BibTeX Parser Experiments

Experiments to determine the new BibTeX parser formula. The result may be applied to other formats as well in the future.

Above is some pseudo-grammar describing the stages of parsing. The reason I distinguish between parsing the file and parsing values is best demonstrated in the "entry value with mid-command concatenation" test case:

Input:

@book{a,
  title = "foo \\copy" # "right{} bar"
}

Output:

[{
  type: 'book',
  id: 'a',
  properties: {
    title: 'foo © bar'
  }
}]

Participants

Note: citationjs-idea (Citation.js Idea #1) and citationjs-nearley are skipped in some tables, as they are only in here for historic reasons.

Citation.js (old)

At the time of starting these experiments, the TokenStack class was utilized, together with a simple RegExp that tokenizes commands.

Citation.js Ideas

The idea was to explore tokenization without introducing a formal grammar, as formal grammars introduce extra build steps, runtime dependencies and large swaths of generated code. However, used as I was to the syntax of PEG.js and nearley.js, I made some unnecessarily complicated features like consumeAnyRule(), and some weird loops in the rules. This was partly due to bad tokenization.

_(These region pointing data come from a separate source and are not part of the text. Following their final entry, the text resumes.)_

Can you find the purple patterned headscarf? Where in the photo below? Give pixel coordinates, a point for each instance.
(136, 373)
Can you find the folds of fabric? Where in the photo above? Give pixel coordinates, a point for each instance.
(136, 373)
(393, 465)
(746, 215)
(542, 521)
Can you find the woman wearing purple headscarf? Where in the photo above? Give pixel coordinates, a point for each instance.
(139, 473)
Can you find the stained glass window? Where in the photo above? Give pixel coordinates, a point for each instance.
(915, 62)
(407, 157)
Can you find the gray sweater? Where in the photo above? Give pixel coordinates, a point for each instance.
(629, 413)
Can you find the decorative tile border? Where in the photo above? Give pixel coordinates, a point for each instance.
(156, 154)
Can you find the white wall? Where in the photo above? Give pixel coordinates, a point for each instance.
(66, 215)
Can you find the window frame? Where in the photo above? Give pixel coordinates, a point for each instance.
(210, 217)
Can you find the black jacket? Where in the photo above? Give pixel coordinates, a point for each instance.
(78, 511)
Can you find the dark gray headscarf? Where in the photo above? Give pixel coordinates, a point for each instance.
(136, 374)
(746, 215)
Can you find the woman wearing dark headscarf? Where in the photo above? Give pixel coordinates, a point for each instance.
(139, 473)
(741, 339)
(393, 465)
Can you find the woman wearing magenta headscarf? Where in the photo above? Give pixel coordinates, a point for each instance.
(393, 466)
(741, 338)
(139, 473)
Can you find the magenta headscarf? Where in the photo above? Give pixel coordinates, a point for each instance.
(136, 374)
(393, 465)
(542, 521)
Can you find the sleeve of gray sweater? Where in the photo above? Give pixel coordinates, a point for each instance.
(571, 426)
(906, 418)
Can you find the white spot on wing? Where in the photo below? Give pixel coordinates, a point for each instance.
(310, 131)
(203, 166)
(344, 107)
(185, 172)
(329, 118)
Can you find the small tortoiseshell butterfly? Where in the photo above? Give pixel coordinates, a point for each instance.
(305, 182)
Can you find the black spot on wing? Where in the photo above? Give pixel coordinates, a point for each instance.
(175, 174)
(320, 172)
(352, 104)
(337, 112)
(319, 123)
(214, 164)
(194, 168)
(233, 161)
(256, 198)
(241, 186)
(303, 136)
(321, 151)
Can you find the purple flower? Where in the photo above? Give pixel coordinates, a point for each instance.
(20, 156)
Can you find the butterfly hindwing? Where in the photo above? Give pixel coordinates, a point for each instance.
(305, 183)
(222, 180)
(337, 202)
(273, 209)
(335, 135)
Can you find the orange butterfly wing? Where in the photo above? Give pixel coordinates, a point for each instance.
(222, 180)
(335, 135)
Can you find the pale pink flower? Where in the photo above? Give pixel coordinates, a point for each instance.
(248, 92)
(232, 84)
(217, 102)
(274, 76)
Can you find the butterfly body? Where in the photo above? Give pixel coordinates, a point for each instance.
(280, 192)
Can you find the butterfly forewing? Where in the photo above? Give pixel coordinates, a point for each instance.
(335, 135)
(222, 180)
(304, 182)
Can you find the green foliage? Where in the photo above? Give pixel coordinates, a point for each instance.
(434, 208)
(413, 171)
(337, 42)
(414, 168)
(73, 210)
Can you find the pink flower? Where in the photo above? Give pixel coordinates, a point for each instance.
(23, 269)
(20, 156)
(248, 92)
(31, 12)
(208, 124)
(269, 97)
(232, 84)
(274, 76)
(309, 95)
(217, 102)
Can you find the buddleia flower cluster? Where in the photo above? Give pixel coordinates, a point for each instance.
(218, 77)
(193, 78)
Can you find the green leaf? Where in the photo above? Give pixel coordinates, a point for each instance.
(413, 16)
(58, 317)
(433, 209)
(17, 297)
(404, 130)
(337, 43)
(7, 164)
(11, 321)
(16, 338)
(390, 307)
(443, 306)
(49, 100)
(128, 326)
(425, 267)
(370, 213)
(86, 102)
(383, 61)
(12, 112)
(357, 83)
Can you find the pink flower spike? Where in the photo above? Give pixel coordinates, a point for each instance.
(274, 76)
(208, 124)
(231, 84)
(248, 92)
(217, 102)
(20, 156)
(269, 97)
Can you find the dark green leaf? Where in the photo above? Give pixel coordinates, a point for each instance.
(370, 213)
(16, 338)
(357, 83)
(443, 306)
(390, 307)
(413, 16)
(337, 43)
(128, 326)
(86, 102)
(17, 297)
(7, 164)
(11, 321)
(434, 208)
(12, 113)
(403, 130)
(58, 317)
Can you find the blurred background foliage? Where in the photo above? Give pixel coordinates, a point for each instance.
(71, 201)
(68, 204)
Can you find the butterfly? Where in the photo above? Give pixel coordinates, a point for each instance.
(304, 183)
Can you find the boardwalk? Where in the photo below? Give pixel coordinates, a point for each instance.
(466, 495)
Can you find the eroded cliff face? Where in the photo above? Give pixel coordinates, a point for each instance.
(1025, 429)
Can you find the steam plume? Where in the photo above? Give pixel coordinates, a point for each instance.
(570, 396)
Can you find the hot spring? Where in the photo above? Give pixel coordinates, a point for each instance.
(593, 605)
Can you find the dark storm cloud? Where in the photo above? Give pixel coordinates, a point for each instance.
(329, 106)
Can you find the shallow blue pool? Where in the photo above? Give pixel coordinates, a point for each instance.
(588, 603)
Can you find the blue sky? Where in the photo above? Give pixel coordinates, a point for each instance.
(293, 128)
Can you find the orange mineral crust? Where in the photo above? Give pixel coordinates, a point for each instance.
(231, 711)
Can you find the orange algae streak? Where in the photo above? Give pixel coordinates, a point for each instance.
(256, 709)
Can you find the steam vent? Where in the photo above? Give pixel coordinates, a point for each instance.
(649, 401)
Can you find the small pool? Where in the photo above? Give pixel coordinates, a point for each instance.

Idea #2, currently active in Citation.js has new tokens, a simpler Grammar class and simplified rules. It also has more features, including more commands and diacritics, including more ways to write them.

Citation.js with nearley

In parallel to reworking the idea, I used the tokenizer in a nearley.js grammar, which failed miserably. This is probably the result of bad grammar-writing on my part, and not a reflection of the capabilities of nearley.js. However, an additional downside of this route is that it introduces an extra build step (nearleyc) and a runtime dependency — nearley itself.

astrocite

The astrocite-bibtex package by @dsifford uses PEG.js. It is capable of returning an AST.

fiduswriter

Fiduswriter's biblatex-csl-converter seems to perform very poorly on the larger file. However, it does return lossless values, although I am not a fan of the (lack of) difference between arrays representing single and multiple values:

[
  { type: 'text', text: 'foo' }
]
// vs
[
  { literal: [{ type: 'text', text: 'foo' }] },
  { literal: [{ type: 'text', text: 'bar' }] }
]

This causes testing such as

literal in value[0]
// or more properly
value.every(part => literal in part)

Zotero

Zotero Translators are relatively hard to use stand-alone, as they depend on a Zotero framework in the global scope. It immediately converts to Zotero API JSON while parsing the syntax. Not shown in the performance table is that Zotero requires initialization, not counting the time it takes to import files, and that this takes relatively long.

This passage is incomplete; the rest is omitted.